The Pentagon released the results of its first agency-wide audit in November, which found that only five out of 24 defense organizations audited received a clean opinion.
Two others received a “modified” opinion, and the rest received a “disclaimer,” which meant there were multiple issues that needed to be fixed. None, however, received the lowest “adverse” opinion, Norquist said Wednesday.
The audit tested the department’s ability to maintain accurate financial statements on matters for future spending and decision-making, Norquist said.
For example, he said, auditors went to Hill Air Force Base to look at uninstalled missile motors. Seventy-one of them were recorded in a database as “unserviceable,” or unusable. When auditors went to the base, they found they were indeed unserviceable, and had correctly been marked as such.
“So what does this mean for the Department? If I think I have something that’s unserviceable, I will order a replacement part so I can do my mission.

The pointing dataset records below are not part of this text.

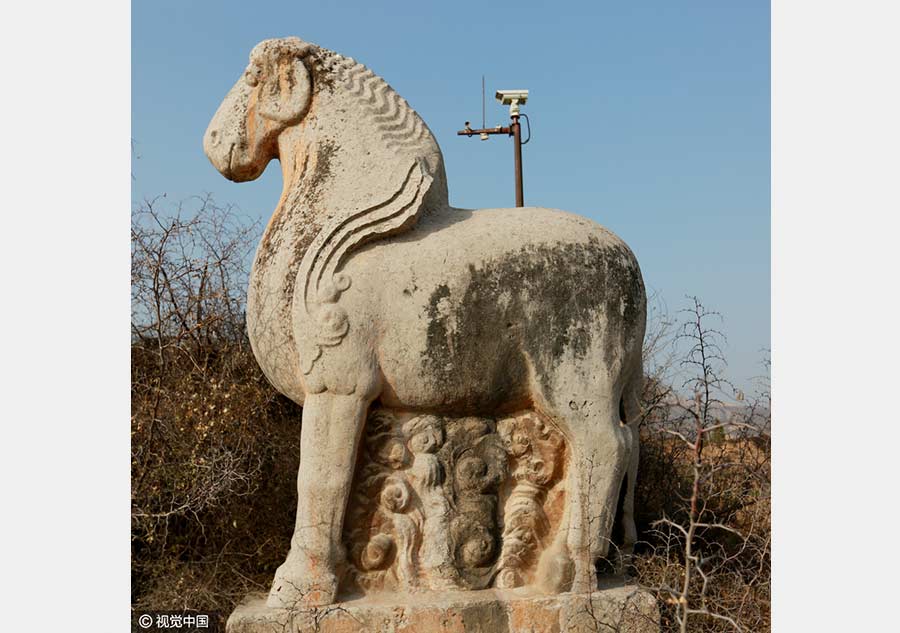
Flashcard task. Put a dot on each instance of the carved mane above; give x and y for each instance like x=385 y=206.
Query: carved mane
x=415 y=168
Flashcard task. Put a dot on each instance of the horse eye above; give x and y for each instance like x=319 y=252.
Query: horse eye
x=251 y=75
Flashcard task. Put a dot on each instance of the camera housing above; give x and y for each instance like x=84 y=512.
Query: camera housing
x=512 y=98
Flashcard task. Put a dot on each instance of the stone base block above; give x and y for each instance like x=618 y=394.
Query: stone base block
x=617 y=608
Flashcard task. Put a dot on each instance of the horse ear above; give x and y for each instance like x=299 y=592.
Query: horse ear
x=285 y=93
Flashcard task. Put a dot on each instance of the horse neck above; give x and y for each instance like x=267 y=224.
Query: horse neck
x=356 y=128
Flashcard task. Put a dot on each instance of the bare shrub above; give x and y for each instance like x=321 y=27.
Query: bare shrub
x=703 y=506
x=214 y=447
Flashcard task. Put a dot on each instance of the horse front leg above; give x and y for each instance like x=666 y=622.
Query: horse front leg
x=332 y=425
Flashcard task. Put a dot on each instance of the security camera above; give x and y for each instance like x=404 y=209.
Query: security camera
x=512 y=97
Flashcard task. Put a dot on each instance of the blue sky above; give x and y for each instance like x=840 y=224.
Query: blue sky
x=651 y=118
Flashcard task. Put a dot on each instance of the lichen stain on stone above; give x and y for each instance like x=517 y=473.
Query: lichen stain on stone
x=550 y=300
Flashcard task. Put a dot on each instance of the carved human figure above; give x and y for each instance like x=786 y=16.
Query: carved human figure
x=395 y=499
x=426 y=435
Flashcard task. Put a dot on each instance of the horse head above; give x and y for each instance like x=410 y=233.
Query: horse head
x=273 y=94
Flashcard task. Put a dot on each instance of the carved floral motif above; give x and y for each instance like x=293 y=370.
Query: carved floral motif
x=450 y=502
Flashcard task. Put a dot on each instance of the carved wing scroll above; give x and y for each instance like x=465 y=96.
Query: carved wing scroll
x=319 y=280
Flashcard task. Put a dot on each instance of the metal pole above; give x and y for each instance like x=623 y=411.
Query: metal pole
x=516 y=130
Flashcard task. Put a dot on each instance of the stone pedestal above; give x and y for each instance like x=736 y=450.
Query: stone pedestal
x=615 y=608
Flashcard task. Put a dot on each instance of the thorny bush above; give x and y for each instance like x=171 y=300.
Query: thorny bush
x=215 y=449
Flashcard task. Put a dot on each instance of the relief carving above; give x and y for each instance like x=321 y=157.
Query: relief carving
x=451 y=502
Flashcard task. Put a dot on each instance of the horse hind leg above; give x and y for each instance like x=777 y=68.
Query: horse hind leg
x=598 y=456
x=631 y=418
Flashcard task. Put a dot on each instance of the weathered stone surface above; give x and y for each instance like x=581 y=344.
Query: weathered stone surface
x=614 y=609
x=501 y=349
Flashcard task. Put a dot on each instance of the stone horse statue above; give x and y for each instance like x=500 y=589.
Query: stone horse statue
x=368 y=287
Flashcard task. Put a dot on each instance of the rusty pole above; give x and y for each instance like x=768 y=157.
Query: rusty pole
x=514 y=130
x=517 y=143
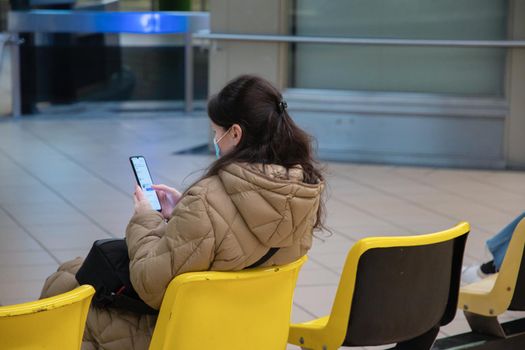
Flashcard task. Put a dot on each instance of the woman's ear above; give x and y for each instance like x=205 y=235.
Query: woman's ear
x=236 y=133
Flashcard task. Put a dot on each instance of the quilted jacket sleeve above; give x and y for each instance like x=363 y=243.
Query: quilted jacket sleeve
x=158 y=251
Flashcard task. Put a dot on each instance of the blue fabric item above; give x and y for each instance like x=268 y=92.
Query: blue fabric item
x=499 y=243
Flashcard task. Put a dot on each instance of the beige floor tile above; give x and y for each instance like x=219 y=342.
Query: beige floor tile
x=11 y=274
x=70 y=254
x=16 y=240
x=27 y=258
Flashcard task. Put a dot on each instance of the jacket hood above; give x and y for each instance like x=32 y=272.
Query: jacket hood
x=278 y=208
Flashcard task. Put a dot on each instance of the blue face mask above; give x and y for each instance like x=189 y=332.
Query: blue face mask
x=217 y=150
x=216 y=144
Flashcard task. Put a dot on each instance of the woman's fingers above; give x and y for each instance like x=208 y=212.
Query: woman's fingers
x=139 y=193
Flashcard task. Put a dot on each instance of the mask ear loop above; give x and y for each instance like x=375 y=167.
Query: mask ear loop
x=282 y=106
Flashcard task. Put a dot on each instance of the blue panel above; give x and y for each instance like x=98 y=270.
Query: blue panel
x=53 y=21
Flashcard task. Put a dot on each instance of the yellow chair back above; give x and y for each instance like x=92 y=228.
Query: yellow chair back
x=249 y=309
x=392 y=290
x=52 y=323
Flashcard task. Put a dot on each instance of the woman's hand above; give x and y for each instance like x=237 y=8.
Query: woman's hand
x=168 y=197
x=142 y=204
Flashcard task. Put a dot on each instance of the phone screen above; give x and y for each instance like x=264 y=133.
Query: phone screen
x=144 y=180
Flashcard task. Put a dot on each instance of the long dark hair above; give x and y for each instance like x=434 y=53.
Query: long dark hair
x=269 y=135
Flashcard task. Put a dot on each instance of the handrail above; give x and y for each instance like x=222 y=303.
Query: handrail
x=360 y=41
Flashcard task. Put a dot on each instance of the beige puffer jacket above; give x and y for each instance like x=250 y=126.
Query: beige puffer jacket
x=223 y=223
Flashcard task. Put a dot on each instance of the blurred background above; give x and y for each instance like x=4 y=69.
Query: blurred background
x=436 y=83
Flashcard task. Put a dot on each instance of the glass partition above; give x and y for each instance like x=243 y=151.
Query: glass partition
x=440 y=70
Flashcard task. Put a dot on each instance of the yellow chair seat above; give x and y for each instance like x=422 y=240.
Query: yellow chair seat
x=248 y=309
x=52 y=323
x=493 y=295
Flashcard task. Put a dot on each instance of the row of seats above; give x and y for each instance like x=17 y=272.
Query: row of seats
x=392 y=290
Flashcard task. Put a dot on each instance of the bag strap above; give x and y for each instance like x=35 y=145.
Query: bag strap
x=264 y=258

If I didn’t realize I had it there, I could potentially have spent, in this case, $53 billion dollars buying replacements for something that was usable,” he said.
“The reverse is equally a problem. I thought I had a usable spare part [and] I go out to the warehouse — it’s not there. I am waiting on that spare part order, affecting the backlog of getting things ready,” he said.
“So these are the type of inventory issues that are very important for us to address because of their consequences for readiness, and our ability to be good stewards of the taxpayers’ money and get those aircraft and ships back to air or back to sea in a timely manner,” he said.
Acting Defense Secretary Pat Shanahan in November called the audit’s completion a “historic accomplishment and indicates our commitment to accountability and reform.”
“We conducted the audit to facilitate transparency with Congress and the American taxpayer and to determine corrective actions to instill long-term discipline,” he said in a statement.
The Pentagon began the first agency-wide audit in December 2017. It covered $2.7 trillion in assets and $2.6 trillion in liabilities.
Auditors reviewed thousands of items, evaluating data for accuracy and completeness to verify counts, location, and condition of military equipment, real property, and inventory.